(Groningen 1633 - Groningen 1719)
Studeerde filosofie in Groningen (1650), vervolgens theologie (tot 1655). Van 1655 tot 1657 maakte hij een buitenlandse studiereis. Daarna gereformeerd predikant in Haren (1657) en Groningen (1671-1719). Met zijn schoonvader Johannes Martinus en na diens dood alleen, werkte Trommius vanaf 1662 aan de beroemde concordantie op de Statenvertaling van de bijbel. In 1672 verscheen de concordantie op het Nieuwe Testament, in 1685 en 1691 verschenen de twee delen van de concordantie op het Oude Testament. Daarenboven schreef hij een verbeterde versie van de psalmberijming van Datheen (1695) en een strikt wetenschappelijke concordantie op de Septuaginta van het Grieks op het Hebreeuws (1718) en een historisch werk over de reductie van de stad Groningen (1694); in hetzelfde jaar hield hij in de Martinikerk ook de Jubeljaarspredikatie. Na zijn dood verscheen een door hemzelf geschreven levensbericht, Bevindingen van hem selven geduirende syn Levens-loop (1720).

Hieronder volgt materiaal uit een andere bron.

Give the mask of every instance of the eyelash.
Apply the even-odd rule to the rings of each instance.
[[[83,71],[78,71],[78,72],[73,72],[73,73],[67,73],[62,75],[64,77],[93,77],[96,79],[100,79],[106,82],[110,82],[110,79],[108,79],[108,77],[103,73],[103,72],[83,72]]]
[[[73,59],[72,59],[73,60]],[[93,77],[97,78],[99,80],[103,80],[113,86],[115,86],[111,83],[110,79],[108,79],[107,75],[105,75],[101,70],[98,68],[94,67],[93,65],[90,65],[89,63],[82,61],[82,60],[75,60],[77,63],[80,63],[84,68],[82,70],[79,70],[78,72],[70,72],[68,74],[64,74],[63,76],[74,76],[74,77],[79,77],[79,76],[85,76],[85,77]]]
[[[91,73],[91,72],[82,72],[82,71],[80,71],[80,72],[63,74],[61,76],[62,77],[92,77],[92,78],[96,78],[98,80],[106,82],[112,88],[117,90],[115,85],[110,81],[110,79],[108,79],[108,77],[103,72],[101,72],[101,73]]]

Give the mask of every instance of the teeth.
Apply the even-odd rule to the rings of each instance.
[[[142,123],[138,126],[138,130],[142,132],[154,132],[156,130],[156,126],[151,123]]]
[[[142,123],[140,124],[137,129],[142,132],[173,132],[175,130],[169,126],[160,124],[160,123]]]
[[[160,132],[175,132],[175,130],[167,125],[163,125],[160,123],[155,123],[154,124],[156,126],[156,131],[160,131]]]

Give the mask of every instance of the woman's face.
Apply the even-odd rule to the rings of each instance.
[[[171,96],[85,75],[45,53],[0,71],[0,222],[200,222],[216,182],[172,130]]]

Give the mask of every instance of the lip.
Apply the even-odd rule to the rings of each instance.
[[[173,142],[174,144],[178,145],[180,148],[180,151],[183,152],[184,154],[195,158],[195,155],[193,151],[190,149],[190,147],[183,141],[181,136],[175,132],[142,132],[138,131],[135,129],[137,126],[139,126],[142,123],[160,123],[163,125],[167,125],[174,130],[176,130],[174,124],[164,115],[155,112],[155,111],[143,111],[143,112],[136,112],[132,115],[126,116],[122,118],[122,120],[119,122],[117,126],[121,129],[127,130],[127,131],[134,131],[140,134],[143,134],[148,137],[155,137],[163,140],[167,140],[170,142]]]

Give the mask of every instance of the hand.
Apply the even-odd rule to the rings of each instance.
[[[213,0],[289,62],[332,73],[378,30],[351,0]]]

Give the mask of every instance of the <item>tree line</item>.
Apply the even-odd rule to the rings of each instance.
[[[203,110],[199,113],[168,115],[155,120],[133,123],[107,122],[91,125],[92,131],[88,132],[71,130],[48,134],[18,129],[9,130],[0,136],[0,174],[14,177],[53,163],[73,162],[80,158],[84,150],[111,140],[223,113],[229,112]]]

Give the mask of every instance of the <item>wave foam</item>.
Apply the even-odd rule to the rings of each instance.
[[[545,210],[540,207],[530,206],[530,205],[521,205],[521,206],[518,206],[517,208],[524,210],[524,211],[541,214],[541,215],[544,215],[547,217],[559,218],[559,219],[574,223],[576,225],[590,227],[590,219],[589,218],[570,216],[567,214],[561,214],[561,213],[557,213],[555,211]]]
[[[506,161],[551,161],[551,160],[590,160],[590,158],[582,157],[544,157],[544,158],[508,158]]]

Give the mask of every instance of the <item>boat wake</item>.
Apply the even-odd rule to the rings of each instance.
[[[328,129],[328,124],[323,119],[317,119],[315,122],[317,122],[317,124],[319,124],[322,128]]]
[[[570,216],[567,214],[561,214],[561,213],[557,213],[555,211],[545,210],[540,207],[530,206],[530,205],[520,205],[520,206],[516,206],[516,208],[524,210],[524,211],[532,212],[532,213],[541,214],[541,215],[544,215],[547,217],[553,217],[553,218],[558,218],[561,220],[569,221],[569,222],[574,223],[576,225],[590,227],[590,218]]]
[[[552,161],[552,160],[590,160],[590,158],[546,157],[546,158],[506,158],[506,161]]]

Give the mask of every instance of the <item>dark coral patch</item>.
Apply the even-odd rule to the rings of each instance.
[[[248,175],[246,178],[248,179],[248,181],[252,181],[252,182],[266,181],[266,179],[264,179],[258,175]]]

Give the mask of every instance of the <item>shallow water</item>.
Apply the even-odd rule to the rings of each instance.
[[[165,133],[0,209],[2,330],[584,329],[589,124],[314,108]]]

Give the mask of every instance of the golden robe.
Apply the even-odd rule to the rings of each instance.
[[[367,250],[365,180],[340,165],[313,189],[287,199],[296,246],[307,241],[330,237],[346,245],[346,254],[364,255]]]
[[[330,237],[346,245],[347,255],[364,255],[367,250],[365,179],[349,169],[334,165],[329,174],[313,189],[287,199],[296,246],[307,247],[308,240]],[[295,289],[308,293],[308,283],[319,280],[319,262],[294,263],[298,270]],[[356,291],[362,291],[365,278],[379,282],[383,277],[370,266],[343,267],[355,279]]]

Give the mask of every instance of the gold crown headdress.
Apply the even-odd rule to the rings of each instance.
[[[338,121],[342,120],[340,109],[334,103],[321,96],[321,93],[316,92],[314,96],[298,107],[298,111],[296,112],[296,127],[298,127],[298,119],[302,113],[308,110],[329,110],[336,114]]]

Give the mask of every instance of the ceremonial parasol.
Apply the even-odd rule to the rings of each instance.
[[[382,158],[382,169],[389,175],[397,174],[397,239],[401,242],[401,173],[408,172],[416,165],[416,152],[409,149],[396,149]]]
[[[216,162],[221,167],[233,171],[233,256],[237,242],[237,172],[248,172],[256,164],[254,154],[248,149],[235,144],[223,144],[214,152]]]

Trommius werd door velen geëerd om zijn grote geleerdheid en werklust. Op 1 december 1717 ontving hij het eerste eredoctoraat van de Groninger universiteit.
Lit.: Biografisch Lexicon Geschiedenis Nederlands Protestantisme I, 381-382; S.D. van der Veen, ‘Abraham Trommius’, GVA 1905,1-37.